Working at a restaurant, one especially notices how attached to phones people have become. Just last week, I watched an entire table interact with each other via cellphone. They didn’t really talk to each other, they just sat around the table SnapChatting and texting one another until the food came. At that point, their mouths were too stuffed with food to converse. On another occasion, I watched a family come in, sit down, and–within ten seconds–the kids asked the parents for their phones. They spent the duration of the meal playing Angry Birds and ignoring their parents. There are also those people who fervently check their phones for a new text message or Facebook notification, which is them saying “No, you’re important to me, just not that important.” It’s not just restaurants–people in hospitals, schools and brothels use their cellphone on a regular basis.
When people sit down together in groups, it’s not uncommon for at least one person to be engaged with a portable device, plugged into his or her own world while not-really-but-kind-of spending time with the others. It’s not really questioned anymore. In fact, it’s generally accepted as a sign of the times that when four people sit down somewhere in public, at least two of them will be otherwise occupied. Ten years ago, most considered reading a book while waiting at the table to be commonplace. Nowadays, surfing your Facebook newsfeed while at a restaurant is totally normal.
Perhaps the most infuriating feature of the smart phone craze experienced at restaurants is “Insta-mania”. Too many people with apps like Instagram spend more time than they should (and they should take an average of–oh, I don’t know–zero seconds) taking pictures of food for absolutely no reason. I almost pity anyone skimming their Instagram feed during Ramadan or Yom Kippur. Why would anyone need to take pictures of their food–let alone share them with others who, truth be told, probably don’t care or are too busy taking their own pictures to notice? At one point a man spent five minutes taking a picture of his hamburger and, two minutes later, complained that it was too cold. Did Picasso sit down and paint his chicken nuggets before biting into them? Nope. What did people do before the advent of Instagram? Eat their food? Nope, that can’t be right. That sounds too ridiculous.

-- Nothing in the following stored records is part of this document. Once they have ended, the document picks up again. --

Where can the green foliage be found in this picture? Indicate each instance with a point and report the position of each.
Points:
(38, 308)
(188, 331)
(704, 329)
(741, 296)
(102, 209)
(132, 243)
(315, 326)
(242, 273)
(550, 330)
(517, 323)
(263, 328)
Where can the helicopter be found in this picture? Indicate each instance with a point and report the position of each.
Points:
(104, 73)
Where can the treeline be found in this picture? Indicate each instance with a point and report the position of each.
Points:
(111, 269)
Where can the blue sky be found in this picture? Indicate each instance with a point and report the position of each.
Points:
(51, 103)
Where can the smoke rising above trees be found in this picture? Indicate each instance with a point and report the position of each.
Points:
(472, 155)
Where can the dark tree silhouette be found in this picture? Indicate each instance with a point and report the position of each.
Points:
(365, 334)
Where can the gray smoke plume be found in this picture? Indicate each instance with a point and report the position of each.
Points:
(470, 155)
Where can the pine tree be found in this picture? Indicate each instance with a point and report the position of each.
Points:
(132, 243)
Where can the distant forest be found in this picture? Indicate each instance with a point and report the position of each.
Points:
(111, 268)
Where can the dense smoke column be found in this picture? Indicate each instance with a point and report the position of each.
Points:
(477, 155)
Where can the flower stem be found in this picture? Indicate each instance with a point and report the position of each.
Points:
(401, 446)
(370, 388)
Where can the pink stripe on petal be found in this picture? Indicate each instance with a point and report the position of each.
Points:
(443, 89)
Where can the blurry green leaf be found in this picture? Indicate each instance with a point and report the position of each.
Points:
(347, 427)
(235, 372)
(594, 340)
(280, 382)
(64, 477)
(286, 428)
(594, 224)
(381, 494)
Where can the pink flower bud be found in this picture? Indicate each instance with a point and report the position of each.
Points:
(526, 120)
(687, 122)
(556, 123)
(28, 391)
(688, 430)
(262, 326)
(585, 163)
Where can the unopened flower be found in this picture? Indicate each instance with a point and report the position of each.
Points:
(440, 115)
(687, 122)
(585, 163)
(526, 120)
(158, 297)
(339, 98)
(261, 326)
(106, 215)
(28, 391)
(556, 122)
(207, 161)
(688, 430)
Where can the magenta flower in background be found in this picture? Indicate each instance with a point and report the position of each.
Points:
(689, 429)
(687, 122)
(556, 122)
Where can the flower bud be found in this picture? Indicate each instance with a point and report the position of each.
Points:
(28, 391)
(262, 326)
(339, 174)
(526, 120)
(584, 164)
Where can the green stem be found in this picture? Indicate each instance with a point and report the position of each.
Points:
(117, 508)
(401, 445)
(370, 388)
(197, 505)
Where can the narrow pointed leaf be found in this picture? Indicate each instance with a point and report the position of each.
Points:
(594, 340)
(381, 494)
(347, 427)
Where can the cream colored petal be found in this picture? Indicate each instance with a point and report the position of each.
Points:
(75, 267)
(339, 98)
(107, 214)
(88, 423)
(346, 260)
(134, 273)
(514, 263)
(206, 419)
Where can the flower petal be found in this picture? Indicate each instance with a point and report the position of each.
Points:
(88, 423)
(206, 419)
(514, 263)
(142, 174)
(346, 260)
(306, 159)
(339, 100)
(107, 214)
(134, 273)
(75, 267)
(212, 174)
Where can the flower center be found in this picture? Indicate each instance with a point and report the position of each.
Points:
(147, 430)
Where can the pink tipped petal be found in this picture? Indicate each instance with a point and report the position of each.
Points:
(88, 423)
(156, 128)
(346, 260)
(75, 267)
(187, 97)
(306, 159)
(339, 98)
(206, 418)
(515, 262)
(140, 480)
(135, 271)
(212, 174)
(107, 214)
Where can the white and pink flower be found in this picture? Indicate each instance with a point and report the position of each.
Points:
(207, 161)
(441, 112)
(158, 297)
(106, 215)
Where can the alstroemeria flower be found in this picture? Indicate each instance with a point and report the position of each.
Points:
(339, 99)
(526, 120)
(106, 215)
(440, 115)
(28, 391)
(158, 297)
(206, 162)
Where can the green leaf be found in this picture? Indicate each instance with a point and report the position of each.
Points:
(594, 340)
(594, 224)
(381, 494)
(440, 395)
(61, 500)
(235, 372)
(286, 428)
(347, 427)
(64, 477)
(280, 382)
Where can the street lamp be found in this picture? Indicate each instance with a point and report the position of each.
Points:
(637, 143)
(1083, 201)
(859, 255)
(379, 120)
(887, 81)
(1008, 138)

I don’t know who started the Instagram craze of taking pictures of your food, but I do hope that Liam Neeson finds him and–well, you know how the rest of that story goes.
People today extensively rely on their cellphones and similar technologies because many are eager to share every one of their thoughts or feelings with others. I’ve seen too many people go to concerts and experience the event via smart phones, as if re-watching a poorly recorded video on a 4-inch screen could compare to watching the live concert. This “social” character of modern technology has made people antisocial outside of the screens they gaze at. With the like of Facebook and Twitter, all of these people sacrificing real-world social interaction to update their online social networks or interact with others miss out in a way that wasn’t possible a decade ago. The availability of these smart phones is leading people to un-smart decisions. Car accidents probably weren’t as prevalent on the road 20 years ago as they are now. People weren’t walking into fountains because they were too busy texting. (That’s a thing. If you don’t believe me, check YouTube.)
Short story long, Ray Bradbury and George Orwell may have been onto something with their dystopian novels, in which technological advances commandeer peoples’ lives and make it easier for others to control them. Truth be told, we’ve become so immersed in all of these technologies that, in due time, we might forget how to live without them.
Are cell phones taking over our lives? Are you even paying attention? Let us know in the.. hang on…just gotta check this tweet…haha classic!